Categories: Business

Arkansas Book Ban Law Hits A Roadblock

As Republicans continue their assault on public school libraries and public libraries across the country, an Arkansas judge has provided a bit of a reprieve. A law due to take effect in Arkansas on August 1, 2023, allows librarians and booksellers to be criminally charged if they provide “harmful” materials to minors. However, U.S. District Judge Timothy L. Brooks issued a preliminary injunction, which stalls the law from taking effect. A group including the Central Arkansas Library System presented the lawsuit against the State of Arkansas and the ACLU of Arkansas signaled their approval of the injunction. Holly Dickson, the group’s executive director released a statement to the Associated Press: “The question we had to ask was — do Arkansans still legally have access to reading materials? Luckily, the judicial system has once again defended our highly valued liberties.”

According to the American Library Association, in 2022, the United States has seen a record number of attempts to either ban or restrict books. Deborah Caldwell-Stone, the director of the group’s Office For Intellectual Freedom told the Associated Press “I’ve never seen anything like this,” Caldwell-Stone said. “The last two years have been exhausting, frightening, outrage inducing.” In addition to the ALA, PEN America has released its own report covering the last six months of 2022 which details that most of the book bans have been concentrated in 5 states: Florida, Missouri, South Carolina, Texas, and Utah. More troubling, their report indicates that the book bans are a product of an increasingly vocal minority “Again, and again, the movement to ban books is driven by a vocal minority demanding censorship. At the same time, a 2022 poll found that over 70% of parents oppose book banning. Yet the bans continue.”
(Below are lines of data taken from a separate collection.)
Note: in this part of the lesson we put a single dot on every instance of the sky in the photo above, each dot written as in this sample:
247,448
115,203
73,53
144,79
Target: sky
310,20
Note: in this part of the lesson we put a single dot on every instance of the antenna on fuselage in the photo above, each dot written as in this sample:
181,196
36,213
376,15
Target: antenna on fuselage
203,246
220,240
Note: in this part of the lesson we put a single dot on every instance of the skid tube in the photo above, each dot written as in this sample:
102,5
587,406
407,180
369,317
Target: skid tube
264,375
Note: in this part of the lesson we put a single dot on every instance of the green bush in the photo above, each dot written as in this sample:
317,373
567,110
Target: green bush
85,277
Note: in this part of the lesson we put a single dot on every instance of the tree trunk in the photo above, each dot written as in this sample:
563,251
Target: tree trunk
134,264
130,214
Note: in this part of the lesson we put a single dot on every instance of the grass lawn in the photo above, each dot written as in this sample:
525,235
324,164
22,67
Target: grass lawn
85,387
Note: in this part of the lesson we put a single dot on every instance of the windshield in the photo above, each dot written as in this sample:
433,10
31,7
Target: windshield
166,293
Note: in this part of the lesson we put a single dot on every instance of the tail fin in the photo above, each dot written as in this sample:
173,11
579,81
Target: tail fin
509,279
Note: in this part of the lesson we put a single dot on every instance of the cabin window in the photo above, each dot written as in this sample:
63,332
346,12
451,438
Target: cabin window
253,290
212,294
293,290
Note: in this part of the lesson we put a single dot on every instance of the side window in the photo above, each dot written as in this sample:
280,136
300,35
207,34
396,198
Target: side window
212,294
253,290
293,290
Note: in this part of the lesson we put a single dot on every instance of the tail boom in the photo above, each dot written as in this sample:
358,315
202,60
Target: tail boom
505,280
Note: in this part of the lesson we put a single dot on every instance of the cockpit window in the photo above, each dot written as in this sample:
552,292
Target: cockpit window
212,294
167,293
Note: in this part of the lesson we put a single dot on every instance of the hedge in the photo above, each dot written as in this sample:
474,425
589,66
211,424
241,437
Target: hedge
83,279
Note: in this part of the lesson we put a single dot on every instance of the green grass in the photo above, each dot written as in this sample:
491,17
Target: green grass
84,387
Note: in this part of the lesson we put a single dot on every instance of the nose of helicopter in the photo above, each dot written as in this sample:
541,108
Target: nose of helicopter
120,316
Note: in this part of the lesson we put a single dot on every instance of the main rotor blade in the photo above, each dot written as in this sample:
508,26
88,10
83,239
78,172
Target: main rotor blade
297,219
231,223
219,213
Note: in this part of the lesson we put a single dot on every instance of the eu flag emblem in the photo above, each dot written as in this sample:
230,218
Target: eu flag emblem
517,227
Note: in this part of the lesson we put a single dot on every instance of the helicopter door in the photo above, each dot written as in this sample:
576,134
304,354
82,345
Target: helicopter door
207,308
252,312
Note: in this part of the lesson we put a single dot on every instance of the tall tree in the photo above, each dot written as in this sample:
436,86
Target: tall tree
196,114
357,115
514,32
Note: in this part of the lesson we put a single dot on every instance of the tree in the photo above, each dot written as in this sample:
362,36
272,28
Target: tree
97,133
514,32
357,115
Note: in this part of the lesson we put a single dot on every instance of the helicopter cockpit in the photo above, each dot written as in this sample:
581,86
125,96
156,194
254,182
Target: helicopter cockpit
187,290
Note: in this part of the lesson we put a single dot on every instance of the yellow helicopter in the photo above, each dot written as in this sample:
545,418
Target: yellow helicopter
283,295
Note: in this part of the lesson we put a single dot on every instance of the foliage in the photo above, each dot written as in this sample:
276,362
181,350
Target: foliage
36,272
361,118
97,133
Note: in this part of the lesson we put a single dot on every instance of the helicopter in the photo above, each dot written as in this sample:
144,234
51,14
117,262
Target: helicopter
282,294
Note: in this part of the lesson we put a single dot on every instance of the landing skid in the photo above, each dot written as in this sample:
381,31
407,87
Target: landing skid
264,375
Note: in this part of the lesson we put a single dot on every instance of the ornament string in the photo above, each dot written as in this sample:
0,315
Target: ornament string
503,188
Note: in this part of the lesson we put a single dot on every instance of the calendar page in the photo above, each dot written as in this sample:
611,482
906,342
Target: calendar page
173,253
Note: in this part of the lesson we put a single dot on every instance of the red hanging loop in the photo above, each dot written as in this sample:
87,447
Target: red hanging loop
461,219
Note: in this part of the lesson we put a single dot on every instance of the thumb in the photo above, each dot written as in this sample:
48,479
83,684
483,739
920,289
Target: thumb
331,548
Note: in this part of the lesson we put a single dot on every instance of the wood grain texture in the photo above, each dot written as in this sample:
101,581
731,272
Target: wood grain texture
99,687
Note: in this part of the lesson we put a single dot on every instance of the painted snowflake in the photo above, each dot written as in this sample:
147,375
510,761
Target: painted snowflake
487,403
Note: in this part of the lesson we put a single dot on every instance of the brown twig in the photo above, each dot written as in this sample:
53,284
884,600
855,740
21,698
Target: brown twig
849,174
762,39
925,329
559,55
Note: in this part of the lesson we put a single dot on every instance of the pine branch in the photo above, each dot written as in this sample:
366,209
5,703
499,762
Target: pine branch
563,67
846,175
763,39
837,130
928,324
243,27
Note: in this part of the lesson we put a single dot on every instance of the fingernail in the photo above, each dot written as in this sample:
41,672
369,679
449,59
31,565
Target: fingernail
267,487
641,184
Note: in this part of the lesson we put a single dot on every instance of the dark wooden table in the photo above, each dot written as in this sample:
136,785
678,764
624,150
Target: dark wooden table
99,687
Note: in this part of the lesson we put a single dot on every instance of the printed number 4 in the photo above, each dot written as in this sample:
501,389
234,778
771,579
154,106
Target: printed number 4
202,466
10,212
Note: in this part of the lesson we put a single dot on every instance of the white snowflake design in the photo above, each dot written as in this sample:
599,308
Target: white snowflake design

The report also indicates that school boards have become battlegrounds in districts and states across the country, an indication that is substantiated by reports from ProPublica. ProPublica has tracked almost 60 events in the first known wide-ranging analysis of what they call school board unrest. The unrest has been led by white, suburban parents who are angry about LGBTQ+ student rights, “obscene” books, and attempts to teach about the history of systemic racism in America. Out of this unrest, it appears, state laws are pushed and created which align with conservative interests and ideals about education. Thus we have laws like the one in Arkansas which are being designed with questionable areas around free speech and constitutional rights. As PEN America states in their report, “The nature of this movement is not one of isolated challenges to books by parents in different communities; rather, it is an organized effort by advocacy groups and state politicians with the ultimate aim of limiting access to certain stories, perspectives, and information.”